The brain is beautifully efficient. Through repetition, neural pathways strengthen. What fires together wires together.
A thought repeated often enough becomes familiar. Familiar becomes believable. Believable becomes identity.
That is neuroplasticity at work.
And this is where Neuro-Linguistic Programming (NLP) becomes a lantern in the cave.
It gently helps us step back from the old script. It teaches us to notice the language, the images, the tone of the internal narrator. It helps us ask, “Is this story accurate… or simply rehearsed?”
When we slow down, breathe, and observe instead of merge with the story, something shifts.
We realize:
We are not useless.
We are not hopeless.
We are not helpless.
We are not unlovable.
We are not a failure.
Those were survival interpretations, protective meanings, attempts by a younger version of ourselves to make sense of pain.

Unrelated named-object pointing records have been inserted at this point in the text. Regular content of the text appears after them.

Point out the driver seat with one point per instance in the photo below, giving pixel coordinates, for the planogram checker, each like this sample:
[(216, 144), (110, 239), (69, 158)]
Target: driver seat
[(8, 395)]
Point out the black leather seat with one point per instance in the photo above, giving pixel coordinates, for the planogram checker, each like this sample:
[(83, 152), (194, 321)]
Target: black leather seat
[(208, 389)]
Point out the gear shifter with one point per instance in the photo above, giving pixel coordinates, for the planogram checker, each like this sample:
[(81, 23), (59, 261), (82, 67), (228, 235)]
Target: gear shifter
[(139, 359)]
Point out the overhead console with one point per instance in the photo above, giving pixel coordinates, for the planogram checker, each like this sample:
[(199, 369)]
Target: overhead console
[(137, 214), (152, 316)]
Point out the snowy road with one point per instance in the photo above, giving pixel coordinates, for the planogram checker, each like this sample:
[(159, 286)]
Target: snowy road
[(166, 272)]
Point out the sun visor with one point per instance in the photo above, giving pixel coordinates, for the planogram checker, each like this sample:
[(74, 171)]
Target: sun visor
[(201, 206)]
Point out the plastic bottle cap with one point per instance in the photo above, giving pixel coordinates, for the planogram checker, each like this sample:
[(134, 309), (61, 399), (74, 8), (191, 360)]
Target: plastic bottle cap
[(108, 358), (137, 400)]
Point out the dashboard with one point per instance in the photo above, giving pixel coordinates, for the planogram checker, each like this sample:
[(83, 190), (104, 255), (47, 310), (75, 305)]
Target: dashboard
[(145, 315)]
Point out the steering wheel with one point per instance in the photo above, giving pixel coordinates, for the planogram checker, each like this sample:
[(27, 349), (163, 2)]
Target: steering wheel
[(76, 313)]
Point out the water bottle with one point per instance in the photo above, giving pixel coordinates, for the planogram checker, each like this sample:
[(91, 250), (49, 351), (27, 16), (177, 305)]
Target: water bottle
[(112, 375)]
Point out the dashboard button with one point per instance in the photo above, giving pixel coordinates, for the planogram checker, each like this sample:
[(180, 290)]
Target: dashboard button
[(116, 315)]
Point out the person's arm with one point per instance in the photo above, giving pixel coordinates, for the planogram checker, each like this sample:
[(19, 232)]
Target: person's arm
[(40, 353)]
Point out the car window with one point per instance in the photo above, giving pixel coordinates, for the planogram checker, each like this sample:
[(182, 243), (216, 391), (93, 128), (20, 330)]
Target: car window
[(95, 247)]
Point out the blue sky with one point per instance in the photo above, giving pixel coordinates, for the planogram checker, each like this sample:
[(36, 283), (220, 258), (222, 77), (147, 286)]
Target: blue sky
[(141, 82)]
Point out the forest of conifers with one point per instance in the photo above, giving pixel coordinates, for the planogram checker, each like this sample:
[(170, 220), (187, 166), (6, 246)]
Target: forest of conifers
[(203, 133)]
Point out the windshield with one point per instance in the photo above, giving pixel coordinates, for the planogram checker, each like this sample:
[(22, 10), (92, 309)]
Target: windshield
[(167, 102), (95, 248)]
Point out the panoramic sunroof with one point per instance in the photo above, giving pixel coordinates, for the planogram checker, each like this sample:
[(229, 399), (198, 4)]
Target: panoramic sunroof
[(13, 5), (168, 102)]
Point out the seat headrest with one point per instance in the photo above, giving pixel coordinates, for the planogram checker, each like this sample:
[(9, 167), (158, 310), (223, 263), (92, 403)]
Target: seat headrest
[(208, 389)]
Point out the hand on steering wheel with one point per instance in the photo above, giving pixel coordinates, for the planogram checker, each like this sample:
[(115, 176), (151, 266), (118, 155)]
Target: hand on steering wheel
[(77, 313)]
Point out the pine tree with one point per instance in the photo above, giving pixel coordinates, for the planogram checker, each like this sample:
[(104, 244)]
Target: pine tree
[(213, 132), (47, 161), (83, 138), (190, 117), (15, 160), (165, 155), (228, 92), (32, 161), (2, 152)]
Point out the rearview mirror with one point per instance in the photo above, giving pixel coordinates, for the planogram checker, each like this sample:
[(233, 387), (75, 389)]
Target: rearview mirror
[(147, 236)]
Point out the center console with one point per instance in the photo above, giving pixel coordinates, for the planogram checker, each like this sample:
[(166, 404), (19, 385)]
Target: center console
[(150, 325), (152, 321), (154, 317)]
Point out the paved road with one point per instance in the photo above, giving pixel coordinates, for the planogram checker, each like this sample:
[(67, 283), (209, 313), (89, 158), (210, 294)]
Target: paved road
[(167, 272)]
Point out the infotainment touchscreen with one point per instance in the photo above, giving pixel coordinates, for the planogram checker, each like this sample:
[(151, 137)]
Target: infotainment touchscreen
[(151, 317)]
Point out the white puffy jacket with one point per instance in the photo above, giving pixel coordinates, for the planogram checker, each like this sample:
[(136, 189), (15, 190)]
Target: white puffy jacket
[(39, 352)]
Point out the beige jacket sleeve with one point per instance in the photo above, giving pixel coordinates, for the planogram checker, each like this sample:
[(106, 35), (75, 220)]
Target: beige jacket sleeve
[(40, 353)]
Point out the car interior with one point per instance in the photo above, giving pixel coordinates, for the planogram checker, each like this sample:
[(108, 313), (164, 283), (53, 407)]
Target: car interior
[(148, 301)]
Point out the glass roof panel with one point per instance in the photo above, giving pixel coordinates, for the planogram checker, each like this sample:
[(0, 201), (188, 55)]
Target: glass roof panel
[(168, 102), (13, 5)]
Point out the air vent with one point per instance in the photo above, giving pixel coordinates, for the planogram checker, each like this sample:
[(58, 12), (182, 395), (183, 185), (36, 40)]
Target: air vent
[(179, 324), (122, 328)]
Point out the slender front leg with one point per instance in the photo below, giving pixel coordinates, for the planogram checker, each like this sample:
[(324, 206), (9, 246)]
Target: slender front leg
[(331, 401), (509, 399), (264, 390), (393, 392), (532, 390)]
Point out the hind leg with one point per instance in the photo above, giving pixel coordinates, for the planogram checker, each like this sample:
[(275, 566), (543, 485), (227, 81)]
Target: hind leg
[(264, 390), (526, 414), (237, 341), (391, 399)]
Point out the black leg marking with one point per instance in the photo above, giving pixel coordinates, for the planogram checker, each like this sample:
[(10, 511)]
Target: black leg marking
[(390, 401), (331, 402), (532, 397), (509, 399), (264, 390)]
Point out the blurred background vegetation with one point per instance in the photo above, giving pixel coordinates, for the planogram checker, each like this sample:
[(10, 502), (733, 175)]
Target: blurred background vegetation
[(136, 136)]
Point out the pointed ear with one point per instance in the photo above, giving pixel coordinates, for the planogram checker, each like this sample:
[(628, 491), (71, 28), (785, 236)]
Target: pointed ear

And now, with compassion, we can update the script.
NLP helps us realize:
We are useful.
We are hopeful.
We have agency.
We are deeply lovable.
We are learning, not failing.
Notice the difference in your body as you read each list.
Which statements tighten the chest?
Which ones soften it?
That somatic response matters. The body often reveals whether we are repeating an old memory or stepping into present truth.
Scripture echoes this renewal process. “Be transformed by the renewing of your mind,” (Romans 12:2). Renewal implies replacement, not denial, not pretending.
As Neuroscience teaches us, old neural grooves can be reshaped. Old villains can be unmasked. The story can be revised not by force, but by awareness.
You are not the worst thing that happened to you.
You are not the harshest sentence you ever spoke over yourself.